Doccia fredda da 113 milioni di euro per Rti e Mediaset nel Tribunale civile di Milano. Nelle sentenze penali del 2012 sulla compravendita 1999-2005 di diritti tv Mediaset attraverso le intermediazioni del produttore egiziano-americano Farouk «Frank» Agrama, costata tra l' altro la condanna definitiva a Silvio Berlusconi per frode fiscale, un unico aspetto positivo pareva esserci per Mediaset: poter ottenere, in una successiva causa civile contro Agrama, i danni di quella «appropriazione indebita» (pur prescritta) che le motivazioni della sentenza penale addebitavano appunto ad Agrama.
Ma ieri il Tribunale civile di Milano, ritenendo di esercitare «il potere/dovere di rivalutare criticamente (alla luce anche del contraddittorio) i fatti già accertati in modo incontrovertibile in sede penale», rigetta la richiesta di danni formulata per almeno 103 milioni da Reti Televisive Italiane (il polo tv di Berlusconi) e per almeno 10 milioni da Mediaset, perché matura una convinzione opposta: Agrama era un vero intermediario, i contratti erano effettivi, e dunque «l' interposizione fittizia contestata nei capi di imputazione non sussiste!».
Addio soldi che Mediaset pensava di recuperare nella causa curata dagli avvocati Fabio Lepri e Salvatore Pino.
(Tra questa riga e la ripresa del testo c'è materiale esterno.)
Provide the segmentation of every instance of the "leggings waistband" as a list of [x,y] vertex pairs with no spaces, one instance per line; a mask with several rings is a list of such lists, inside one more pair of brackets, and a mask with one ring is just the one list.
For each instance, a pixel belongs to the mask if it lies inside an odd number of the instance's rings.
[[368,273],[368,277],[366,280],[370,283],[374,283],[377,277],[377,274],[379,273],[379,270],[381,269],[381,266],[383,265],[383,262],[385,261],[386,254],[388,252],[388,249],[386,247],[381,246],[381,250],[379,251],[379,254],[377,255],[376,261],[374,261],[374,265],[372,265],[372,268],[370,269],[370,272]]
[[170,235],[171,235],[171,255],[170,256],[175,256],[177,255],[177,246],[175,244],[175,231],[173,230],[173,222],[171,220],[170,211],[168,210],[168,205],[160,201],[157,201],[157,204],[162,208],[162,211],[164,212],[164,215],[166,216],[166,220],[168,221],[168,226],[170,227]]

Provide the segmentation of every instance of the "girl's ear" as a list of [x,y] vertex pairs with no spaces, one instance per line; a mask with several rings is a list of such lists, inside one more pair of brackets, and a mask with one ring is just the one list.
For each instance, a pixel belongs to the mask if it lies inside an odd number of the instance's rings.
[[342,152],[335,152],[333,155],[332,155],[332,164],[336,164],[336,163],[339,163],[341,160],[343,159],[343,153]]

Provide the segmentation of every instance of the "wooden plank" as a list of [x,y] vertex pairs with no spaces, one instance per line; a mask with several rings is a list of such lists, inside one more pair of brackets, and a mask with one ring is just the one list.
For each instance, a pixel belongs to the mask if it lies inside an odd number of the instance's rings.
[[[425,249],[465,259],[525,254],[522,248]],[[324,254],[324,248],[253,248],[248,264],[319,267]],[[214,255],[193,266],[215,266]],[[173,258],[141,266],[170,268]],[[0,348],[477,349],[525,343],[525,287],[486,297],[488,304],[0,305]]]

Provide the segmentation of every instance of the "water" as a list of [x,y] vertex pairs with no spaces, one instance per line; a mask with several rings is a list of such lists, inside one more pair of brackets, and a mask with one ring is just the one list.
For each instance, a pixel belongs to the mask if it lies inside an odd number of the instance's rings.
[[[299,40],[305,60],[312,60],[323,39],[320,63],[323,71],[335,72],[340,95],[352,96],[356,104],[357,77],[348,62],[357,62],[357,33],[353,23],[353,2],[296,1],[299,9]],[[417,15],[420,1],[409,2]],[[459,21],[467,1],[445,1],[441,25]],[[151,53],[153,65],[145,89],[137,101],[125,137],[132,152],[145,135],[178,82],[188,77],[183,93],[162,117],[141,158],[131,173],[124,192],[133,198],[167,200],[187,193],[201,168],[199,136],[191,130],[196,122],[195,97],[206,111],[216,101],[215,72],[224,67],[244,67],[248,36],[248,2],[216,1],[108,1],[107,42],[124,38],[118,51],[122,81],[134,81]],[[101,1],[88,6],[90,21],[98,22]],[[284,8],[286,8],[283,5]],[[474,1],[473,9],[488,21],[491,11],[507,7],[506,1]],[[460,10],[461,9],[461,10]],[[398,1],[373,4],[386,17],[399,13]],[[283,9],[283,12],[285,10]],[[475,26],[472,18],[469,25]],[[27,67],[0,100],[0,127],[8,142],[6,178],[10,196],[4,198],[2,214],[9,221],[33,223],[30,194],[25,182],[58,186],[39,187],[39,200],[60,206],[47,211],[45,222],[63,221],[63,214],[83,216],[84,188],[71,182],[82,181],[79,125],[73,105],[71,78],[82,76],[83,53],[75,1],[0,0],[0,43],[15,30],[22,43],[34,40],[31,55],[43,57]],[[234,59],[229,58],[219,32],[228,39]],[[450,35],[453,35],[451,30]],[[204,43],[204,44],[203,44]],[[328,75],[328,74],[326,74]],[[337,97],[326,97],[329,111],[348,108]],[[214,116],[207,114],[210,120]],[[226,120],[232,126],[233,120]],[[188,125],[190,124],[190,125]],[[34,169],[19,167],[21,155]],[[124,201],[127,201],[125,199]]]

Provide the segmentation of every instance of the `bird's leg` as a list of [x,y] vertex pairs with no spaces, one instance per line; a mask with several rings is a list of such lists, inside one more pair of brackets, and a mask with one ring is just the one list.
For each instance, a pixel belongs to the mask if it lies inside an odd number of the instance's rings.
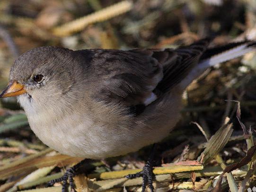
[[67,169],[62,177],[50,181],[47,184],[47,186],[52,186],[55,183],[62,181],[63,182],[63,185],[62,192],[65,192],[66,191],[66,189],[68,184],[68,180],[69,180],[70,185],[71,188],[71,191],[75,192],[75,185],[74,182],[73,177],[78,174],[79,168],[83,164],[86,160],[87,160],[87,159],[85,159],[82,161],[81,161],[72,167]]
[[153,146],[150,157],[143,167],[142,170],[134,174],[130,174],[126,176],[128,179],[134,179],[140,176],[142,177],[143,181],[142,184],[142,192],[145,192],[147,186],[149,187],[150,191],[153,192],[154,187],[153,186],[153,180],[155,175],[153,173],[153,167],[154,166],[154,156],[156,150],[156,145]]

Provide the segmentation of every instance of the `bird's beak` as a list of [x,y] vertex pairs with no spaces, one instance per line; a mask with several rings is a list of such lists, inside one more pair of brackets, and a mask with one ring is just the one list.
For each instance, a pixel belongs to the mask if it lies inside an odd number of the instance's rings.
[[17,81],[10,81],[7,87],[0,95],[0,98],[8,97],[9,96],[19,96],[26,93],[24,89],[24,86],[18,83]]

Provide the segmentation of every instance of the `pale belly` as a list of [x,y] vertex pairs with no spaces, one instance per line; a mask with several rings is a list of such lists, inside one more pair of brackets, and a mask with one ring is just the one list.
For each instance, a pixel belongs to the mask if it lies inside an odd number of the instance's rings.
[[179,119],[181,105],[163,103],[163,115],[157,111],[147,121],[144,117],[115,122],[107,119],[111,123],[107,126],[96,125],[84,113],[70,113],[60,120],[57,113],[49,110],[36,113],[25,109],[31,129],[46,145],[71,156],[99,159],[134,152],[167,137]]

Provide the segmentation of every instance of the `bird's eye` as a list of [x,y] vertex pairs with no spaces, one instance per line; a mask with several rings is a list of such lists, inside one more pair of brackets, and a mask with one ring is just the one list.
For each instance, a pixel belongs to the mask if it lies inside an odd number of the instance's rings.
[[41,74],[37,74],[34,76],[33,80],[35,82],[39,82],[42,80],[44,76]]

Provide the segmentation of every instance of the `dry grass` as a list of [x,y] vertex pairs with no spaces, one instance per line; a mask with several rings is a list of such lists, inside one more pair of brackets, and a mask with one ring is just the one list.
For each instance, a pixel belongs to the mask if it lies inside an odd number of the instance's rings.
[[[253,0],[120,2],[0,1],[0,88],[17,55],[38,46],[127,49],[176,47],[212,35],[213,44],[256,39]],[[240,192],[256,186],[255,63],[256,55],[248,53],[208,70],[189,86],[182,120],[157,152],[158,190]],[[233,100],[240,102],[238,110]],[[60,184],[45,184],[81,159],[47,148],[14,99],[0,102],[0,192],[61,191]],[[75,178],[78,191],[140,191],[141,178],[124,177],[141,170],[150,149],[88,161],[87,176]]]

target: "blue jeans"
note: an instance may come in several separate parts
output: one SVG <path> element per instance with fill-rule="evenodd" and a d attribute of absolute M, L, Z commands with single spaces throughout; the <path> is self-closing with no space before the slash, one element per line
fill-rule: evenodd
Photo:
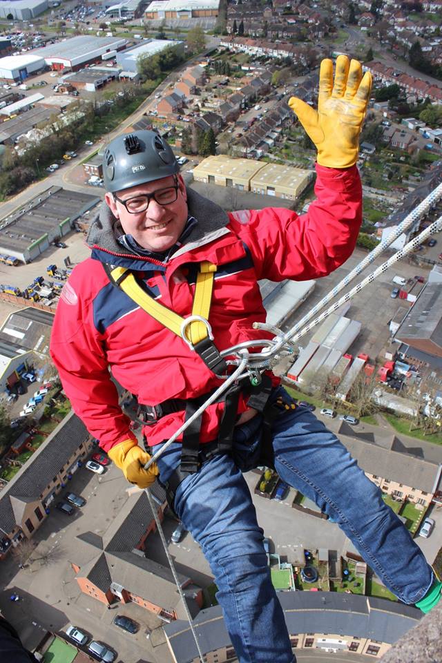
<path fill-rule="evenodd" d="M 281 394 L 289 398 L 280 387 L 273 398 Z M 211 566 L 240 663 L 294 663 L 270 579 L 263 532 L 240 469 L 250 469 L 247 455 L 254 457 L 261 431 L 259 415 L 238 427 L 233 458 L 215 456 L 189 474 L 178 487 L 175 508 Z M 272 433 L 275 466 L 281 479 L 339 524 L 401 601 L 414 604 L 421 599 L 433 581 L 431 568 L 385 505 L 379 489 L 335 435 L 300 406 L 281 412 Z M 177 467 L 180 452 L 181 445 L 173 444 L 159 459 L 162 481 Z"/>

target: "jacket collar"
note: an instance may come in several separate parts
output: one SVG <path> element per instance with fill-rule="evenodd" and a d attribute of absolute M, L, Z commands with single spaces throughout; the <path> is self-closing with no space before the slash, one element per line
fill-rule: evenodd
<path fill-rule="evenodd" d="M 187 204 L 189 215 L 194 216 L 199 222 L 191 229 L 185 244 L 173 253 L 173 258 L 191 249 L 208 244 L 229 232 L 226 228 L 229 217 L 219 205 L 191 189 L 187 189 Z M 135 256 L 128 249 L 122 247 L 116 237 L 123 232 L 119 220 L 104 201 L 98 213 L 92 220 L 87 237 L 87 242 L 93 249 L 93 258 L 102 262 L 124 265 L 133 269 L 145 269 L 149 262 L 161 264 L 147 256 Z"/>

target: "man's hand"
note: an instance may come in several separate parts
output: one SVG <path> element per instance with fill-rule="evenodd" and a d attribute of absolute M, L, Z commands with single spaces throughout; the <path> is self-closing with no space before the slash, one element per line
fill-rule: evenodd
<path fill-rule="evenodd" d="M 372 89 L 372 75 L 357 60 L 339 55 L 333 83 L 333 62 L 325 59 L 319 73 L 318 110 L 291 97 L 289 106 L 316 146 L 318 163 L 348 168 L 358 160 L 359 135 Z"/>
<path fill-rule="evenodd" d="M 136 483 L 140 488 L 147 488 L 155 483 L 160 474 L 156 463 L 144 470 L 144 465 L 151 457 L 136 440 L 124 440 L 109 450 L 108 456 L 122 470 L 123 474 L 131 483 Z"/>

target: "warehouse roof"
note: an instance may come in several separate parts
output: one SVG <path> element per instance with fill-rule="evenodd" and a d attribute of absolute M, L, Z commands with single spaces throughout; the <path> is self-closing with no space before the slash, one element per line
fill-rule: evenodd
<path fill-rule="evenodd" d="M 19 3 L 19 0 L 17 0 L 14 5 Z M 23 5 L 28 6 L 27 0 L 23 3 Z M 5 57 L 1 57 L 0 69 L 21 69 L 22 67 L 26 67 L 28 64 L 33 64 L 34 62 L 39 62 L 40 60 L 42 61 L 41 66 L 44 66 L 42 56 L 37 55 L 36 52 L 26 53 L 23 55 L 6 55 Z"/>
<path fill-rule="evenodd" d="M 93 37 L 90 35 L 79 35 L 66 41 L 57 41 L 34 51 L 35 55 L 44 58 L 67 58 L 73 60 L 76 57 L 86 56 L 90 51 L 99 48 L 117 48 L 126 44 L 126 39 L 115 37 Z"/>
<path fill-rule="evenodd" d="M 222 177 L 250 180 L 263 167 L 253 159 L 233 159 L 224 155 L 206 157 L 193 169 L 193 177 L 219 175 Z"/>
<path fill-rule="evenodd" d="M 154 0 L 146 12 L 195 11 L 198 9 L 218 9 L 220 0 Z"/>
<path fill-rule="evenodd" d="M 29 110 L 20 113 L 17 117 L 2 122 L 0 124 L 0 143 L 6 140 L 13 140 L 17 136 L 26 133 L 40 122 L 48 120 L 52 112 L 50 108 L 40 107 L 30 108 Z"/>

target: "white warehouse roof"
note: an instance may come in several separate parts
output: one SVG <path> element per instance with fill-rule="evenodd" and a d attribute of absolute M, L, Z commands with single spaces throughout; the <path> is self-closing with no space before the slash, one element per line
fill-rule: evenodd
<path fill-rule="evenodd" d="M 195 11 L 202 9 L 218 9 L 220 0 L 154 0 L 146 12 Z"/>
<path fill-rule="evenodd" d="M 33 64 L 35 62 L 41 62 L 41 66 L 44 66 L 44 59 L 39 55 L 30 53 L 26 53 L 24 55 L 6 55 L 5 57 L 0 57 L 0 69 L 13 71 L 15 69 L 21 69 L 28 64 Z"/>
<path fill-rule="evenodd" d="M 58 41 L 57 44 L 37 48 L 34 53 L 50 62 L 66 60 L 73 66 L 101 55 L 106 52 L 107 49 L 116 50 L 126 44 L 127 39 L 115 37 L 79 35 L 78 37 L 66 39 L 66 41 Z"/>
E musica celestiale invece per Agrama, che con l' avvocato Roberto Pisano pregusta l' avvicinarsi dell' ora in cui in Svizzera potrà di nuovo disporre dei 148 milioni in sequestro dal 2005.
Il complesso dei processi penali istruiti dal pm Fabio De Pasquale aveva ritenuto provata la fittizietà, nelle catene d' acquisto dei diritti tv, dell' intervento delle società di Agrama in Usa e a Hong Kong, privo di qualsiasi ragione economica e tale da far sì che il costo sostenuto in più (rispetto al costo di acquisto originario dal produttore) fosse indebita maggiorazione lucrata da Agrama ai danni di Mediaset.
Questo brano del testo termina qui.